LA CORTE SUPREMA DI CASSAZIONE
SEZIONE TRIBUTARIA
Composta dagli Ill.mi Sigg.ri Magistrati:
Dott. CRISTIANO Magda – Presidente –
Dott. MANZON Enrico – rel. Consigliere –
Dott. SUCCIO Roberto – Consigliere –
Dott. PUTATURO DONATI VISCIDO Maria Giulia – Consigliere –
Dott. ANTEZZA Fabio – Consigliere –
ha pronunciato la seguente:
ORDINANZA
sul ricorso iscritto al n. 25638/2012 R.G. proposto da:
Agenzia delle dogane e dei Monopoli, in persona del Direttore pro tempore, domiciliata in Roma, Via dei Portoghesi n. 12, presso l’Avvocatura Generale dello Stato che la rappresenta e difende;
– ricorrente –
contro
N.E.A., rappresentato e difeso dall avv.

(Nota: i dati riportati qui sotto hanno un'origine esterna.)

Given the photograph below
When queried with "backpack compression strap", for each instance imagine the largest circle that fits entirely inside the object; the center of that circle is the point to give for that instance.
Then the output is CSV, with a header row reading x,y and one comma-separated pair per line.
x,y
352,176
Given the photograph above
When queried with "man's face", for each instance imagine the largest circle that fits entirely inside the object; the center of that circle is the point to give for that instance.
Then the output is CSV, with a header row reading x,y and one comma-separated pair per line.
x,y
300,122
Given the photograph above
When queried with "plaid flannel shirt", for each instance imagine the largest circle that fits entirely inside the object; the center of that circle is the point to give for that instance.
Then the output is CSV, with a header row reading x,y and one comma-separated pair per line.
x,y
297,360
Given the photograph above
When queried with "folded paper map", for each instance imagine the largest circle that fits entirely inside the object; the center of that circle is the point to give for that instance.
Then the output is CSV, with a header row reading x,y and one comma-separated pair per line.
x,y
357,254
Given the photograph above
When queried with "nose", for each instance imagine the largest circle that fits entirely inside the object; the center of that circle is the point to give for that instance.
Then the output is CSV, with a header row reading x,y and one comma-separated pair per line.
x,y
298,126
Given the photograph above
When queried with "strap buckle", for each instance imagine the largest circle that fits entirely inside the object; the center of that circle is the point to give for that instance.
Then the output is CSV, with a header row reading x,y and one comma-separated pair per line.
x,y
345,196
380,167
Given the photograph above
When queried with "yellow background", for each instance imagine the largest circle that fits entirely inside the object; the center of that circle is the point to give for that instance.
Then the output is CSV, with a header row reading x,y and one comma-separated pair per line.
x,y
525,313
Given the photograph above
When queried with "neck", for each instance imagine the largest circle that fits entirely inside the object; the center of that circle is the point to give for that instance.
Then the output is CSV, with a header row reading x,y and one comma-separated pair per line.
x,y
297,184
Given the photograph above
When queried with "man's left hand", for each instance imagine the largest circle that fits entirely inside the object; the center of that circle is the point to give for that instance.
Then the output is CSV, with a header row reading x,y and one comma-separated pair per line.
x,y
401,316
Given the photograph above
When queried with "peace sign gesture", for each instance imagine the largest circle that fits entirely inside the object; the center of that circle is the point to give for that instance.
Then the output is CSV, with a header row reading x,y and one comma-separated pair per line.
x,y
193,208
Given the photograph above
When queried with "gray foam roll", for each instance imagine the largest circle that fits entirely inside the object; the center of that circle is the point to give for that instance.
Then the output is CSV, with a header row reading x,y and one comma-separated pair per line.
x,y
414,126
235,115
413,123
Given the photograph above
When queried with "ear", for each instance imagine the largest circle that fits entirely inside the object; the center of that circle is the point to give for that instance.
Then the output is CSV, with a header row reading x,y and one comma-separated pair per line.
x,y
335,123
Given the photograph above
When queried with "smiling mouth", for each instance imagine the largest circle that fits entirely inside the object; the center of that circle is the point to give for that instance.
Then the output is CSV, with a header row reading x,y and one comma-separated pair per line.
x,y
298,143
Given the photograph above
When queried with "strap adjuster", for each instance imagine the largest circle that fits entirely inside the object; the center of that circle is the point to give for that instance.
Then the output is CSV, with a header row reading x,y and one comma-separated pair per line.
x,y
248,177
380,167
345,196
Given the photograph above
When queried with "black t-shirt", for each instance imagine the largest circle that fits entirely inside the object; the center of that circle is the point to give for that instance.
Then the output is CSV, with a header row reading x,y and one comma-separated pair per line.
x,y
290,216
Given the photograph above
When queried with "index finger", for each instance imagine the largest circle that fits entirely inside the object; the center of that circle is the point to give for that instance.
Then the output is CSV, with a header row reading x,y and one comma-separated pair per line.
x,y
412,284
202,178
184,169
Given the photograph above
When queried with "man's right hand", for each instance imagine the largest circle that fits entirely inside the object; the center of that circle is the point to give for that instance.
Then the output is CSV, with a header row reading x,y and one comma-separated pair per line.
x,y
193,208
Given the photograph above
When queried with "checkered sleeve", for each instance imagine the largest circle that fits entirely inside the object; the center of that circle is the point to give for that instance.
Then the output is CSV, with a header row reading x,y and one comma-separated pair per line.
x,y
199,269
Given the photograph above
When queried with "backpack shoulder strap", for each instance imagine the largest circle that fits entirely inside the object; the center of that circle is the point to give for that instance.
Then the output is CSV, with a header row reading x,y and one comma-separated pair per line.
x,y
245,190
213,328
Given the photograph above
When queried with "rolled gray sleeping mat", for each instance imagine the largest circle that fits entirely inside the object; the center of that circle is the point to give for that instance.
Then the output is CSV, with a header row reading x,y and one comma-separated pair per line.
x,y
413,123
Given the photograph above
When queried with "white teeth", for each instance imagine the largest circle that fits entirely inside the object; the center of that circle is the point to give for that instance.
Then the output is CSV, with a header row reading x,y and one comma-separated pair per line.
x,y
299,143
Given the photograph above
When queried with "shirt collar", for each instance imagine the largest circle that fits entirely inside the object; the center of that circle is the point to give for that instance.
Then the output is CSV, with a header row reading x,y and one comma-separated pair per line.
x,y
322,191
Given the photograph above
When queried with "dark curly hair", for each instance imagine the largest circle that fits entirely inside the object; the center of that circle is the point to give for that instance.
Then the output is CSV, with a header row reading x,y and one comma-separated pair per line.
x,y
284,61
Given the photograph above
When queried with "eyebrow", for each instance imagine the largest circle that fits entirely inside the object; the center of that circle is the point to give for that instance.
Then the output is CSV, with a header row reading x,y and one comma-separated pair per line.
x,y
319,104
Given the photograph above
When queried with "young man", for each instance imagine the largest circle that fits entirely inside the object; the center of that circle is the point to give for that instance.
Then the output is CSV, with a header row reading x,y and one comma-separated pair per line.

Ester Perifano, con domicilio eletto presso il suo studio in Roma, via dei Gracci n. 39;
– controricorrente e ricorrente incidentale condizionato –
avverso la sentenza della Commissione tributaria regionale della Campania n. 115/39/12 del 14 marzo 2012, depositata il 28 marzo 2012;
Udita la relazione svolta nella camera di consiglio del 17 aprile 2019 dal Consigliere Manzon Enrico.
RILEVATO
che:
Con sentenza n. 115/39/12 del 14 marzo 2012, depositata il 28 marzo 2012 la Commissione tributaria regionale della Campania respingeva l’appello proposto dall’Agenzia delle dogane e dei monopoli, ufficio locale, nonchè quello incidentale proposto da N.E.A., avverso la sentenza n. 13/02/11 della Commissione tributaria provinciale di Benevento che aveva accolto il ricorso del N. contro l’avviso di intimazione di pagamento di accise su oli lubrificanti, illecitamente immessi in consumo dalla Axxon Chimica Italia s.r.l. durante il periodo in cui il ricorrente ne era stato amministratore.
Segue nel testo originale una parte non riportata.